Publié le 10 juin 2013 par Léonidas Durandal à 0 h 00 min

Importance du DSM 5

Le DSM est le classement des maladies psychiatriques américain, utilisé dans le monde entier, par les psychiatres, les gouvernements, les industries pharmaceutiques ou par les ONG pour définir leurs traitements et leurs politiques sociales en matière de troubles mentaux.

 

La version 5 du DSM suit une longue évolution sur plusieurs décennies qui a vu la déclassification de l’homosexualité des maladies psychiatriques sous la pression des réseaux d’influence LGBT. Ce n’est donc plus un outil uniquement scientifique, mais l’illustration des rapports de force qui existent entre malades et science dans nos sociétés. Si les homosexuels n’y sont plus classés comme ayant des troubles de la sexualité, par contre les pédophiles y sont encore répertoriés comme malades.

 

Cette évolution ascientifique est inquiétante.

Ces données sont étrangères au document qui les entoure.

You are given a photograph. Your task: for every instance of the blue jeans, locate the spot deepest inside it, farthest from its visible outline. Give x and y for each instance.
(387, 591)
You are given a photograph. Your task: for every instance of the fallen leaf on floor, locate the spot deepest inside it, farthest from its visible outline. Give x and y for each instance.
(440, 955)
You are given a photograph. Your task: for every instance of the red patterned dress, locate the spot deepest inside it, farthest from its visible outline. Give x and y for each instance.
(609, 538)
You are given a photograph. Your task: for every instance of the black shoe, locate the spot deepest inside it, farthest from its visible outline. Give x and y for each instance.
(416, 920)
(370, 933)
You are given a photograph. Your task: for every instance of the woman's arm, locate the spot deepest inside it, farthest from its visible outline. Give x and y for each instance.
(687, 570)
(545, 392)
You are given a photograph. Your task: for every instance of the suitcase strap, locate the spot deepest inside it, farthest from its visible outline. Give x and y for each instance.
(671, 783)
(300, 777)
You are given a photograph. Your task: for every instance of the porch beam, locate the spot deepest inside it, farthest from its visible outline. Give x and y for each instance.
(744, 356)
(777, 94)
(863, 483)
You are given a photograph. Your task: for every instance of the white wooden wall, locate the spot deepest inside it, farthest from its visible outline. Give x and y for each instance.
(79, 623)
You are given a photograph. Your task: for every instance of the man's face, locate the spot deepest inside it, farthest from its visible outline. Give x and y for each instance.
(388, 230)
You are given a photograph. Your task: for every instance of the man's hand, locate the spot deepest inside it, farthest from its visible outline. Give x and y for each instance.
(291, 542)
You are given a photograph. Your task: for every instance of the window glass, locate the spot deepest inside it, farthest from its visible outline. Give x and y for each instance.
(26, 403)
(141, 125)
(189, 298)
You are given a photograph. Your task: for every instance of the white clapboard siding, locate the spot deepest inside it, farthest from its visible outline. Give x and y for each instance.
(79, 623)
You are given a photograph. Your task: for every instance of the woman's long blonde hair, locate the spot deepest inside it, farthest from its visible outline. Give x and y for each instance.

Quand pour des questions politiques, le classement dérange, celui-ci est basé de moins en moins sur des comportements qui pourraient perturber objectivement le fonctionnement social ou l’évolution naturelle normale d’un individu, mais sur des souffrances personnelles. Pour vous illustrer les travers de ce genre de raisonnement, imaginez quà la limite, un tueur en série qui n’aurait aucune souffrance personnelle et qui tuerait des personnes dont la société voudrait se débarrasser, ne pourrait être défini comme malade (ce fantasme est repris dans la série Dexter, ou dans d’autres séries télévisées connues quand le tueur en série devient un brave type). Cette déviance du raisonnement se poursuit depuis le mois de mai 2013 par l’entrée et le renforcement dans le DSM 5 de la théorie du genre pour les enfants. Ainsi, le DSM 5 ne définit plus l’enfant comme un petit garçon ou une petite fille qui devrait suivre un développement harmonieux par rapport à son sexe, mais comme un être asexué qui aurait la possibilité de choisir son genre.

 

 

La classification du DSM 5 pour la partie qui concerne les troubles liés à la définition de l’identité sexuelle :

 

Paraphilie : voyeurisme, exhibitionnisme, frotteurisme, masochisme, sadisme, pédophilie, fétichisme, travestissement, autre troubles spécifiés et non déterminés.

 

Dysphorie du genre : reconnue, autre instabilité spécifique, non déterminée.

 

Désordres sexuels : éjaculation précoce, troubles de l’érection, trouble de l’orgasme chez la femme , trouble de la sensibilité au sexe pour la femme, douleurs à la pénétration autres troubles dus à une pénétration.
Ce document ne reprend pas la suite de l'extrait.